Scalability
Static & Dynamic Carte Clusters
Last updated
Static & Dynamic Carte Clusters
Last updated
If you want to speed the processing of your transformations, consider setting up a PDI Carte cluster. A PDI Carte cluster consists of two or more Carte slave servers and a Carte master server. When you run a transformation, the different parts of it are distributed across Carte slave server nodes for processing, while the Carte master server node tracks the progress.
A slave server is essentially a small embedded webserver. We use this web-server to control the slave server. The slave server is started with the Carte program found in your PDI distribution. The arguments used to start a slave server with Carte are discussed elsewhere but the minimum is always an IP-address or hostname and a HTTP port to communicate.
For example:
sh carte.sh localhost 8000
carte.bat localhost 8000
The slave server metadata can be entered in the Spoon GUI by basically giving your Carte instance a name and entering the same data. There are two types of Carte clusters:
Static Carte cluster has a fixed schema that specifies one master node and two or more slave nodes. In a static cluster, you specify the nodes in a cluster at design-time, before you run the transformation or job.

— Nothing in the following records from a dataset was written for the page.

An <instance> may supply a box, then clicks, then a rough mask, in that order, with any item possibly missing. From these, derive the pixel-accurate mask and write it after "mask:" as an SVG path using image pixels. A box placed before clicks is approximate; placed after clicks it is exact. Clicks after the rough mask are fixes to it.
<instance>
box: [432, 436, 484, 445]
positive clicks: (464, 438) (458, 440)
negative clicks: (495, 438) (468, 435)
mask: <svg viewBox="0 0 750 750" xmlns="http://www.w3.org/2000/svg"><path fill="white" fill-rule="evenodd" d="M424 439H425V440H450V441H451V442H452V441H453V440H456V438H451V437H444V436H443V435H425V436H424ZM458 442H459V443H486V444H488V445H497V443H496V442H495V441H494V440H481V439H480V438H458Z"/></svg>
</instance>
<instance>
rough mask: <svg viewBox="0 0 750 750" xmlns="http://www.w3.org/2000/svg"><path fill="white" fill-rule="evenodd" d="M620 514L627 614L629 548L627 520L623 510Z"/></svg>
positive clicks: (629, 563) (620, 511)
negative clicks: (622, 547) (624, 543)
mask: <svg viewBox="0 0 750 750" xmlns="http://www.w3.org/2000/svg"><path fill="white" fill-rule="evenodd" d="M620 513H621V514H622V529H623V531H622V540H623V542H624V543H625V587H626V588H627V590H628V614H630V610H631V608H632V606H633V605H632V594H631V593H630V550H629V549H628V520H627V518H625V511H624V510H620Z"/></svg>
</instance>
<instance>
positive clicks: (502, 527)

A Dynamic Carte cluster has a schema that specifies one master node and a varying number of slave nodes. Unlike a static cluster, slave nodes are not known until runtime. Instead, you register the slave nodes, then at runtime, PDI monitors the slave nodes every 30 seconds to see if it is available to perform transformation and job processing tasks.
Static clusters are a good choice for smaller environments where you don't have a lot of machines (virtual or real) to use for PDI transformations. Dynamic clusters work well if nodes are added or removed often, such as in a cloud computing environment.
Dynamic clustering is also more appropriate in environments where transformation performance is extremely important, or if there can potentially be multiple concurrent transformation executions.
A cluster schema is essentially a collection of slave servers. In each schema, you need to pick at least one slave server that we will call the Master slave server or master. The master is also just a carte instance, but it takes care of all sort of management tasks across the cluster schema.
In the Spoon GUI, you can enter this metadata as well once you started a couple of slave servers.
Follow the directions below to set up static Carte slave servers.
Copy over any required JDBC drivers and PDI plugins from your development instances of PDI to the Carte instances.
Run the Carte script with an IP address, hostname, or domain name of this server, and the port number you want it to be available on:
sh carte.sh [IP address] [port]
carte.bat [IP address] [port]
If you will be executing content stored in a Pentaho Repository, copy the repositories.xml file from the .kettle directory on your workstation to the same location on your Carte slave. Without this file, the Carte slave will be unable to connect to the Pentaho Repository to retrieve content.
Ensure that the Carte service is running as intended, accessible from your primary PDI development machines, and that it can run your jobs and transformations.
To start this slave server every time the operating system boots, create a startup or init script to run Carte at boot time with the same options you tested with.
Partitioning data allows you to distribute all the data from a set into distinct subsets according to the rule applied on a table or row, where these subsets form a partition of the original set with no item replicated into multiple groups.
Partitioning data is an important feature for scaling up and scaling out your Pentaho Data Integration transformations and jobs.Scaling up makes the most of a single server with multiple CPU cores, while scaling out maximizes the resources of multiple servers operating in parallel.